Mais on voit tout de même les grandes directions à suivre. En effet, grâce aux acteurs de terrain et à la recherche, les principes d’organisation et de fonctionnement de l’école plus favorables que d’autres à la réussite de tous sont perçus relativement clairement et depuis longtemps. Notre école est pleine de ressources, la question est de savoir comment généraliser ce qui marche, comment lever les blocages, comment passer de « l’innovation à la transformation » ?
• Une politique de gestion et de formation des ressources humaines pour réduire les inégalités. Pour que les enfants et adolescents des familles qui ont des conditions de vie très difficiles réussissent, il faut qu’ils puissent bénéficier de l’enseignement de personnels bien formés, expérimentés, mieux considérés, et remplacés quand ils sont absents, ce qui est tout de même un minimum. Aujourd’hui par exemple, les enseignants présents dans les établissements de l’éducation prioritaire sont plus jeunes et sont plus fréquemment non titulaires que dans les autres établissements.
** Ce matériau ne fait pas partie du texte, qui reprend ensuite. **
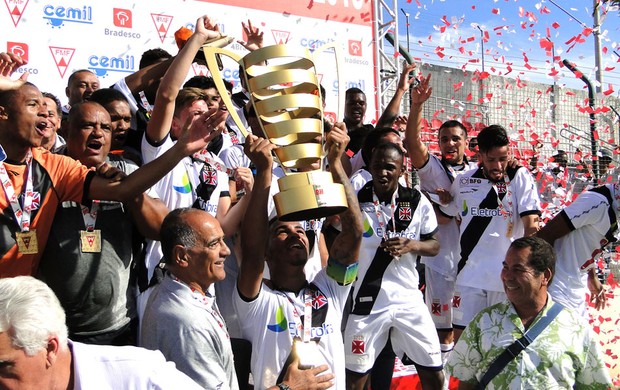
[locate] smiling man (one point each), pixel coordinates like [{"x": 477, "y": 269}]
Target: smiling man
[
  {"x": 496, "y": 204},
  {"x": 36, "y": 181},
  {"x": 181, "y": 318},
  {"x": 565, "y": 355}
]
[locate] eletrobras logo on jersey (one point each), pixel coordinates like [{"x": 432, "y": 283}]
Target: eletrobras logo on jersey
[
  {"x": 16, "y": 9},
  {"x": 102, "y": 64},
  {"x": 123, "y": 19},
  {"x": 57, "y": 15}
]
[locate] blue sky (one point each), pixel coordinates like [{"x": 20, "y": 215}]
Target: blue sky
[{"x": 515, "y": 29}]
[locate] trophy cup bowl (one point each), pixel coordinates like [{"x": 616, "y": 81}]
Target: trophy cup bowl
[{"x": 284, "y": 91}]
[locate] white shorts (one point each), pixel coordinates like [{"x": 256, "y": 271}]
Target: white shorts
[
  {"x": 439, "y": 292},
  {"x": 412, "y": 332},
  {"x": 469, "y": 301}
]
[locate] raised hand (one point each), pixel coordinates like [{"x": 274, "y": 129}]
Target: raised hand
[
  {"x": 422, "y": 91},
  {"x": 254, "y": 35}
]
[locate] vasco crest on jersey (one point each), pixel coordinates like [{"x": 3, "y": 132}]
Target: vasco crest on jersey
[{"x": 208, "y": 182}]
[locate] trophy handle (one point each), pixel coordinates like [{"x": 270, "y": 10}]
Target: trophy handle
[
  {"x": 339, "y": 57},
  {"x": 212, "y": 57}
]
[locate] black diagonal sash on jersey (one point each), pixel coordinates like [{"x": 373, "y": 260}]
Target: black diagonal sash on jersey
[
  {"x": 476, "y": 227},
  {"x": 319, "y": 314},
  {"x": 613, "y": 221},
  {"x": 371, "y": 284}
]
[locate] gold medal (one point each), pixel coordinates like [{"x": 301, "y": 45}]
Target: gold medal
[
  {"x": 27, "y": 243},
  {"x": 91, "y": 241}
]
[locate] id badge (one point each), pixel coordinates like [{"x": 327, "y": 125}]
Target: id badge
[
  {"x": 27, "y": 243},
  {"x": 91, "y": 241}
]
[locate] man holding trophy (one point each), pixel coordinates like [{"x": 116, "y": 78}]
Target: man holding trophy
[{"x": 287, "y": 316}]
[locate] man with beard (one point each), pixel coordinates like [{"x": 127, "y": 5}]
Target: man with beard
[{"x": 496, "y": 204}]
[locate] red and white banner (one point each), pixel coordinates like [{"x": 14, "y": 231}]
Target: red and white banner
[{"x": 59, "y": 37}]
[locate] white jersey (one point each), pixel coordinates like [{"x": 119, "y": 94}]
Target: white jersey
[
  {"x": 488, "y": 226},
  {"x": 434, "y": 175},
  {"x": 383, "y": 281},
  {"x": 589, "y": 219},
  {"x": 190, "y": 183},
  {"x": 271, "y": 321}
]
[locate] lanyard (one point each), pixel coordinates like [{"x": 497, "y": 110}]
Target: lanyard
[
  {"x": 381, "y": 218},
  {"x": 307, "y": 324},
  {"x": 22, "y": 216},
  {"x": 90, "y": 216}
]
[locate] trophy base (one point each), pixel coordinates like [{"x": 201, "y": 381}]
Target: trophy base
[{"x": 309, "y": 195}]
Ce constat relativise, de fait, les efforts budgétaires en faveur des territoires en difficulté car les traitements des débutants et des non titulaires sont moins coûteux que ceux des professionnels expérimentés.
Les moyens consacrés à la refondation de l’éducation prioritaire vont dans le bon
sens car ils ont notamment pour objectif de permettre de reconnaître la spécificité
du travail en éducation prioritaire. Dans le cadre de la réforme de l’éducation prioritaire, les enseignants de REP+2 bénéficient en effet d’une revalorisation des indemnités et d’un temps de service devant élèves moindre pour faciliter le travail
en équipe, la réalisation de projets, le suivi des élèves et les relations avec les parents.
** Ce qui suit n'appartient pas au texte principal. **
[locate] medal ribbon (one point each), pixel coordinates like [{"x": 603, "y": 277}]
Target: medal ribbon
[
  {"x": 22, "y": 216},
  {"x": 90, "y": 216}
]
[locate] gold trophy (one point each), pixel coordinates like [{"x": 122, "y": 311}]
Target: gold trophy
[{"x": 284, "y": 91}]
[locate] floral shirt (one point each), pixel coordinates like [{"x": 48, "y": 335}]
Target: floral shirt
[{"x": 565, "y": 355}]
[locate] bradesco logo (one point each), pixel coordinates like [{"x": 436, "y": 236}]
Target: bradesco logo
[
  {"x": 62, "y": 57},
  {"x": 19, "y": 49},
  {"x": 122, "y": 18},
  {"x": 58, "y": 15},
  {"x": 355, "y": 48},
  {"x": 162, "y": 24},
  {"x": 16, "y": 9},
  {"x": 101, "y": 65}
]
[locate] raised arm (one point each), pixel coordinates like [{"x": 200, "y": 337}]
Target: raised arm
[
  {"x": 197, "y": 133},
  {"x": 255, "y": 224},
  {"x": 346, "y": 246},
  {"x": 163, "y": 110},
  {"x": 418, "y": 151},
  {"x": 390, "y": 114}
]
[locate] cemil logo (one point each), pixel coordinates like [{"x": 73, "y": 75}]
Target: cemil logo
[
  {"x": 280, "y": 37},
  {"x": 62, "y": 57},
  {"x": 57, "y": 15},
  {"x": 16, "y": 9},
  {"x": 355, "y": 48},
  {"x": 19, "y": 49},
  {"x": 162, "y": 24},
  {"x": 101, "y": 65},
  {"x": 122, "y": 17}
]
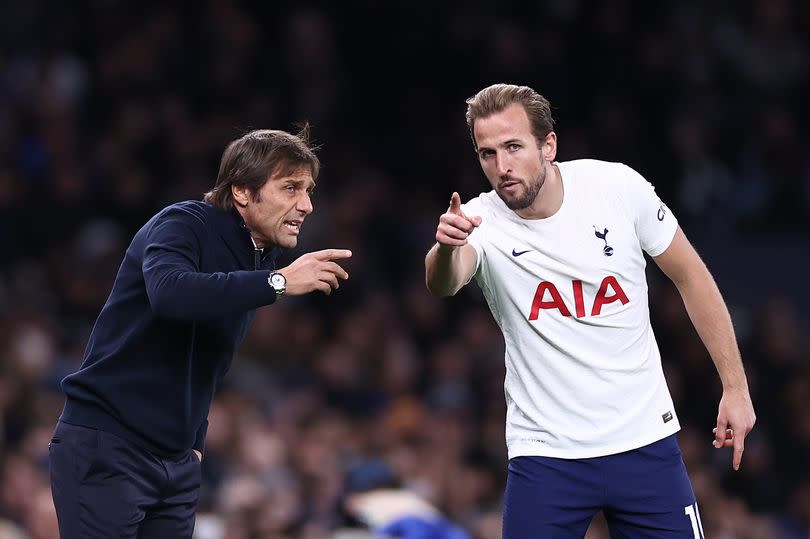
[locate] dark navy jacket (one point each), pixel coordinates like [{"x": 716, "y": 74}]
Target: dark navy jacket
[{"x": 184, "y": 295}]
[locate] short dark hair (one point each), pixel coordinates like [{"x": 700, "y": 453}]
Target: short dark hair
[
  {"x": 497, "y": 97},
  {"x": 256, "y": 157}
]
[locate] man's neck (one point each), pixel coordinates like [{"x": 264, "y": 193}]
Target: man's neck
[{"x": 549, "y": 198}]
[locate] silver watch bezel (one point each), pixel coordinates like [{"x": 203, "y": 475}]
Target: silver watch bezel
[{"x": 280, "y": 284}]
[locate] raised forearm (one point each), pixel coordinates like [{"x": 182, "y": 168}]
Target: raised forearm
[{"x": 446, "y": 270}]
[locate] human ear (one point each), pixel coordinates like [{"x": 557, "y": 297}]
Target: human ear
[{"x": 240, "y": 194}]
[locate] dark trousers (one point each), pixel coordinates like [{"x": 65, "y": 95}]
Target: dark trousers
[{"x": 105, "y": 487}]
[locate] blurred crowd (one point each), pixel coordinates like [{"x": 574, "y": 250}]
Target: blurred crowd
[{"x": 111, "y": 109}]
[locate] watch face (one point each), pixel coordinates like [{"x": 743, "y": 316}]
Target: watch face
[{"x": 277, "y": 280}]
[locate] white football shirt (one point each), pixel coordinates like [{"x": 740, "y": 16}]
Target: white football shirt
[{"x": 569, "y": 292}]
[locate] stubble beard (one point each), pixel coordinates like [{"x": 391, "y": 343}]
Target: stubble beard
[{"x": 530, "y": 193}]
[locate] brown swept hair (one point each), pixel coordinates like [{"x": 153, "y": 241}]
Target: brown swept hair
[
  {"x": 255, "y": 157},
  {"x": 497, "y": 97}
]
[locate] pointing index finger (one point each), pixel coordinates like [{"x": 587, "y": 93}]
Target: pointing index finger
[
  {"x": 332, "y": 254},
  {"x": 455, "y": 204},
  {"x": 739, "y": 447}
]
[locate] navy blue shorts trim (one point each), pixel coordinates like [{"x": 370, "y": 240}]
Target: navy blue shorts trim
[{"x": 644, "y": 493}]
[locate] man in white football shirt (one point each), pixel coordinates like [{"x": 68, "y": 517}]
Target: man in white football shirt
[{"x": 558, "y": 250}]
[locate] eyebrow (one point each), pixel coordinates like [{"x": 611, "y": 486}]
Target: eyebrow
[{"x": 502, "y": 144}]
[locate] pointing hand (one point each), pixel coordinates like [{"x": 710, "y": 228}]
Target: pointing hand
[
  {"x": 454, "y": 226},
  {"x": 315, "y": 271}
]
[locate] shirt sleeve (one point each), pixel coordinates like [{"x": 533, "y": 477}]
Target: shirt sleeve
[
  {"x": 178, "y": 289},
  {"x": 654, "y": 222}
]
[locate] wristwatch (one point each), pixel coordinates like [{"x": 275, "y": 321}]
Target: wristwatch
[{"x": 278, "y": 282}]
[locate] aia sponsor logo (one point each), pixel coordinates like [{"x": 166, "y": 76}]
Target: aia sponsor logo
[{"x": 547, "y": 296}]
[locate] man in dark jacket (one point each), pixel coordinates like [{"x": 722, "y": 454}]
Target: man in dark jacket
[{"x": 125, "y": 456}]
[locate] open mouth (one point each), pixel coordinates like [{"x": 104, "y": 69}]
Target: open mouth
[{"x": 293, "y": 225}]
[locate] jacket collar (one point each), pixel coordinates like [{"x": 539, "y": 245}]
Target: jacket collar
[{"x": 232, "y": 229}]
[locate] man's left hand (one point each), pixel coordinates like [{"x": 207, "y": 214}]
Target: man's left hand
[{"x": 735, "y": 419}]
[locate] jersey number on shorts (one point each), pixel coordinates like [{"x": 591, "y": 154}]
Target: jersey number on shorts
[{"x": 694, "y": 516}]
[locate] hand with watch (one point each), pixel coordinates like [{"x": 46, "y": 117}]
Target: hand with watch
[{"x": 309, "y": 272}]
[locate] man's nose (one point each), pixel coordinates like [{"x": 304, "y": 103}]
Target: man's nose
[
  {"x": 304, "y": 204},
  {"x": 501, "y": 164}
]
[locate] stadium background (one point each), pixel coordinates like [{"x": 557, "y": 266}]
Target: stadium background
[{"x": 111, "y": 109}]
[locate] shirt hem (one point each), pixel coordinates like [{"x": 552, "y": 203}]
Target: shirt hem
[{"x": 528, "y": 448}]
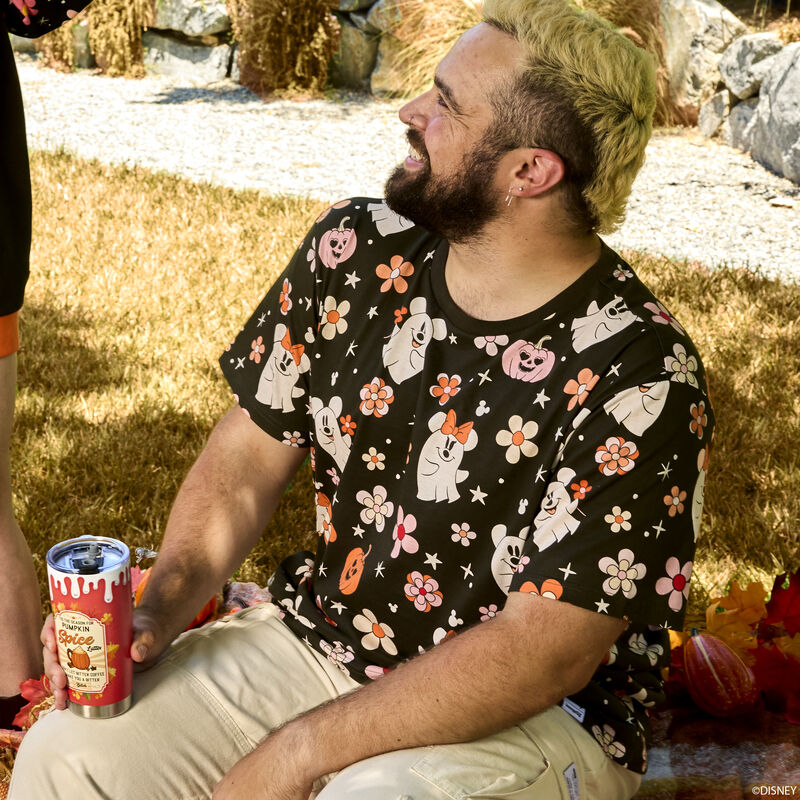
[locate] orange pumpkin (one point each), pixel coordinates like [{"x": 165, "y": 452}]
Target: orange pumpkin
[{"x": 717, "y": 678}]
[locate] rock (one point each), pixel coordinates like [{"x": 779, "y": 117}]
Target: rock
[
  {"x": 737, "y": 130},
  {"x": 696, "y": 32},
  {"x": 713, "y": 113},
  {"x": 385, "y": 16},
  {"x": 776, "y": 128},
  {"x": 198, "y": 64},
  {"x": 192, "y": 17},
  {"x": 385, "y": 79},
  {"x": 352, "y": 64},
  {"x": 745, "y": 63}
]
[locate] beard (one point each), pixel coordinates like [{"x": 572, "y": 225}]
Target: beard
[{"x": 456, "y": 207}]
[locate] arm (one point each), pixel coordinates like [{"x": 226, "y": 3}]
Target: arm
[{"x": 475, "y": 684}]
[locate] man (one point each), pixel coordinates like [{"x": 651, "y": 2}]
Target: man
[{"x": 506, "y": 432}]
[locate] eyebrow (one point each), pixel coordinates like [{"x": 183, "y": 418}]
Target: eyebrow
[{"x": 447, "y": 92}]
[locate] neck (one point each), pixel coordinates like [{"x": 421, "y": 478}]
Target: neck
[{"x": 516, "y": 267}]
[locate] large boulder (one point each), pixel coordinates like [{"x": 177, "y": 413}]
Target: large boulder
[
  {"x": 776, "y": 130},
  {"x": 696, "y": 33},
  {"x": 745, "y": 63},
  {"x": 192, "y": 17},
  {"x": 194, "y": 63}
]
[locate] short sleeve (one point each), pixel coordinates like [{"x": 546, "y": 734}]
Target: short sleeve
[
  {"x": 616, "y": 529},
  {"x": 267, "y": 365}
]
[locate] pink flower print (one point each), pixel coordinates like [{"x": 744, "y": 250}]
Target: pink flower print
[
  {"x": 257, "y": 348},
  {"x": 423, "y": 591},
  {"x": 405, "y": 525},
  {"x": 676, "y": 584}
]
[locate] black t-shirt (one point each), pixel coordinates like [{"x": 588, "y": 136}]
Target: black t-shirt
[{"x": 562, "y": 452}]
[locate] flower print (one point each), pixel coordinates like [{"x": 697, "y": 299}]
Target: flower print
[
  {"x": 517, "y": 438},
  {"x": 376, "y": 397},
  {"x": 618, "y": 519},
  {"x": 406, "y": 524},
  {"x": 293, "y": 439},
  {"x": 580, "y": 490},
  {"x": 622, "y": 573},
  {"x": 376, "y": 507},
  {"x": 374, "y": 459},
  {"x": 462, "y": 533},
  {"x": 446, "y": 388},
  {"x": 257, "y": 348},
  {"x": 394, "y": 276},
  {"x": 376, "y": 634},
  {"x": 491, "y": 343},
  {"x": 638, "y": 644},
  {"x": 616, "y": 456},
  {"x": 333, "y": 318},
  {"x": 621, "y": 274},
  {"x": 580, "y": 388},
  {"x": 663, "y": 317},
  {"x": 605, "y": 737},
  {"x": 285, "y": 297},
  {"x": 423, "y": 591},
  {"x": 676, "y": 583},
  {"x": 674, "y": 500},
  {"x": 347, "y": 424},
  {"x": 699, "y": 418},
  {"x": 682, "y": 366}
]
Mais, avec l’aggravation et la concentration des difficultés sociales et scolaires, il faudra aller plus loin pour faciliter la constitution d’équipes pédagogiques et éducatives pérennes en éducation prioritaire, notamment dans les secteurs géographiques les moins attractifs.
• Enfin, le quatrième levier est l’alliance éducative indispensable entre l’école, les parents d’élèves, les collectivités territoriales et les associations. La réduction des écarts de réussite scolaire ne se règlera pas sans un effort collectif accompagnant l’action de l’État et de ses personnels.
Cette action concerne les élus, les parents, les associations, les entreprises. C’est pourquoi, il n’y a pas de réussite scolaire possible sans programme plus large de « réussite éducative » qui permette de nouer des solidarités fondées sur la conjugaison des compétences et des responsabilités sur un territoire et non plus seulement sur leur seule juxtaposition. Cela est tout particulièrement nécessaire s’agissant des relations de l’école avec les familles en situation de pauvreté. Éduquer un enfant ne peut se faire que dans une relation de confiance entre l’école et les parents. La confiance ne s’obtient que si les familles pauvres sont d’abord considérées comme des familles qui tentent, comme les autres familles, d’élever leurs enfants dans les meilleures conditions possibles. Elles ne sont pas différentes des autres familles. Beaucoup de choses peuvent changer dès lors que les regards évoluent et que les préjugés tombent.